Sometimes Matt forgets that a facial expression is a sum of many parts, and about all the parts his pretty face contains. Foggy couldn't forget a single one if he tried.

(for the "Maverick and Goose" prompt on my Daredevil Bingo card)

Notes:

This is for the "Maverick and Goose" prompt on my bingo card, and for the Devil's October Challenge. A world of thanks to Capriccio and Elliceluella! ♥

(See the end of the work for more notes.)

Work Text:

“A costume party?” Matt says, when Foggy broaches the topic over dining hall lunch. His eyebrows arch over his glasses in a way that says doubt, but his lips quirk in a way that says I'm listening.

Sometimes Matt forgets that a facial expression is a sum of many parts, and about all the parts his pretty face contains. Foggy couldn't forget a single one if he tried.

“It’s gonna be on the thirteenth floor. You know, you either run from superstition or you embrace it? From what I hear, they're embracing the hell out of it. Halloween party for the ages. Nobody gets in without a costume. Nobody leaves sober.”

Matt hmms at his turkey sandwich. “So there's gonna be beer.”
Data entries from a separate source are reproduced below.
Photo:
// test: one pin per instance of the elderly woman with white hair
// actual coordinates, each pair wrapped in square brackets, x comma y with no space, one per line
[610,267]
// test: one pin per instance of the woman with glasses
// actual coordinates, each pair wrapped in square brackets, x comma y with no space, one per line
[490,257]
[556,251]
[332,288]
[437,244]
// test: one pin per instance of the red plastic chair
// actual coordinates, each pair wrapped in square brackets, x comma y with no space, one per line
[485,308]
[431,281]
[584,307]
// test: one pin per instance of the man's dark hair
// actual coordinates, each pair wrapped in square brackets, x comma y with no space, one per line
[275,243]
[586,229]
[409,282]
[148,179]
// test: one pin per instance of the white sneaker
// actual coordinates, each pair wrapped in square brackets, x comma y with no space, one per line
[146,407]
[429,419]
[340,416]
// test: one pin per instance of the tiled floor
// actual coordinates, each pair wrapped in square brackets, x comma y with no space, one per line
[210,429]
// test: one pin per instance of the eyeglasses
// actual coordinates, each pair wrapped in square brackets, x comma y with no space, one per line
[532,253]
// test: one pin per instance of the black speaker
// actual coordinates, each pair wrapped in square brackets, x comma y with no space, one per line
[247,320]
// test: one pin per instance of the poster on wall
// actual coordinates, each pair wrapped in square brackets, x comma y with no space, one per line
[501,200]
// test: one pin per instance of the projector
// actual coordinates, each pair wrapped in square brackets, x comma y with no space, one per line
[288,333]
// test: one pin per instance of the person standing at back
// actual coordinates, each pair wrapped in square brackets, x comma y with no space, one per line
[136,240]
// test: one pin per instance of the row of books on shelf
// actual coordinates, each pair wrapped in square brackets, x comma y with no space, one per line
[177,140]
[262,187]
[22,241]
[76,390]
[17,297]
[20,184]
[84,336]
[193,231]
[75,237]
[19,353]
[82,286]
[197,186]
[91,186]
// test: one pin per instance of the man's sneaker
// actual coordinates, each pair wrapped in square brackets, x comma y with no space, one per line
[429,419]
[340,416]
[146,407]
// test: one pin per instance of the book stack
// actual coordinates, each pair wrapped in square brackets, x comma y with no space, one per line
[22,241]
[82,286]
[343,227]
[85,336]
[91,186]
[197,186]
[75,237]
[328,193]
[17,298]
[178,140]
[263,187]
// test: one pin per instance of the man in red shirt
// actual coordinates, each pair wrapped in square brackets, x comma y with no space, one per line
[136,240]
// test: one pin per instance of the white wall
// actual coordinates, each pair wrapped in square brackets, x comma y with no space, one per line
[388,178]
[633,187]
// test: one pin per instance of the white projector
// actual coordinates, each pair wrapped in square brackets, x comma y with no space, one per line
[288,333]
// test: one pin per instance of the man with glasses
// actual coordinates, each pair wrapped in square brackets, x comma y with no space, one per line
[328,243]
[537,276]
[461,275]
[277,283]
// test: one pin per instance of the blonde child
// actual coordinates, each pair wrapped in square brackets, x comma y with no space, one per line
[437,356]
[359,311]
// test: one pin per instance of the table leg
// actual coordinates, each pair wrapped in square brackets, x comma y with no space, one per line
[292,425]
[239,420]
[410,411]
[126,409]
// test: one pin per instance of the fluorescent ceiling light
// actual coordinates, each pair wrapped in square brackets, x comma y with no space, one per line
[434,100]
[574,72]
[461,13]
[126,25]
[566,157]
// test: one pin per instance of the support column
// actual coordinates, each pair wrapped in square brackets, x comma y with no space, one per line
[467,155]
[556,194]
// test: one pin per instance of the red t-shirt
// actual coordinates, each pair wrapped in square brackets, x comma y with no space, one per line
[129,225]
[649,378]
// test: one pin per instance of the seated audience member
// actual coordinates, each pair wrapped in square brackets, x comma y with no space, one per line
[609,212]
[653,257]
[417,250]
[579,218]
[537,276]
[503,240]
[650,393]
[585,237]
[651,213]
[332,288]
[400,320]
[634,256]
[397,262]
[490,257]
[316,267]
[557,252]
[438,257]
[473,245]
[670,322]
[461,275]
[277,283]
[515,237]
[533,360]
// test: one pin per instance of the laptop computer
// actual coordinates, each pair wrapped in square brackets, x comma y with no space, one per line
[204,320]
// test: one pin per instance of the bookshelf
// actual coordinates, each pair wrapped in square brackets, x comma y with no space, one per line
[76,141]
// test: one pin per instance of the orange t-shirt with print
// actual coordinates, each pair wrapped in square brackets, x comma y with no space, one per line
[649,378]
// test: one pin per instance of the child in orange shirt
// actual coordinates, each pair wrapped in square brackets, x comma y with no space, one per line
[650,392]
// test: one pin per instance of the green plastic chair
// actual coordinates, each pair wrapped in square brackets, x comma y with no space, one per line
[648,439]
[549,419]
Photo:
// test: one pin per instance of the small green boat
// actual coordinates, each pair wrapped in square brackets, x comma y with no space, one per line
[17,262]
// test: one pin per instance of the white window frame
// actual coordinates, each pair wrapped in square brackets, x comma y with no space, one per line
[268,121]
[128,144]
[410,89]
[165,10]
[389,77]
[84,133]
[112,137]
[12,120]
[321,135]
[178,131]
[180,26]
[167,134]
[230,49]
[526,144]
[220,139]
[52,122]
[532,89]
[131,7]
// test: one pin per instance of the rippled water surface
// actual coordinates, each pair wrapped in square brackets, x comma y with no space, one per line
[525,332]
“So much beer, buddy. The RA up there is Darian, you know Darian? He's pretty chill. Should be great.” Foggy pauses for a bite of meatball sub, and then to chase marinara sauce at the corner of his mouth. “Saturday, then? You, me, a pocketful of change, and the best Manhattan’s thrift stores have to offer?”

“I'm not sure how I can say no,” Matt’s mouth says, but the eye crinkles peeking out from behind his glasses say, and I'm not trying to, either.

::

Saturday afternoon is crisp and cool, with just enough sunshine to make the trek down Broadway pleasant. Still, every time a breeze whisks along the street, sending dry leaves scuttling like spiders running from a broom, Matt presses a little more snugly against Foggy’s side.

Not a complaint: an observation. A corollary to that observation: Matt feels good there.

Matt's eyebrows of doubt don't make another appearance until they're elbows-deep in second hand clothes. Or at least Foggy is, pushing through racks in Coats and Outerwear while Matt hovers nearby, wearing the aforementioned eyebrows plus a nose wrinkle of displeasure.

“What,” Foggy says.

“No, I’m just - I'm not sure this was a good idea. Are you expecting me to have actual opinions on costumes? Because….”

“Oh please, Matthew. Like this -” Foggy waves a hand at Matt's… everything - “isn’t a carefully crafted image you’ve got going on. And like you aren’t secretly dying to get your mitts on all the pretty pretty people in the hot costumes they’re gonna be lining up to show you. I’m going to have to disinfect you before the end of the night.”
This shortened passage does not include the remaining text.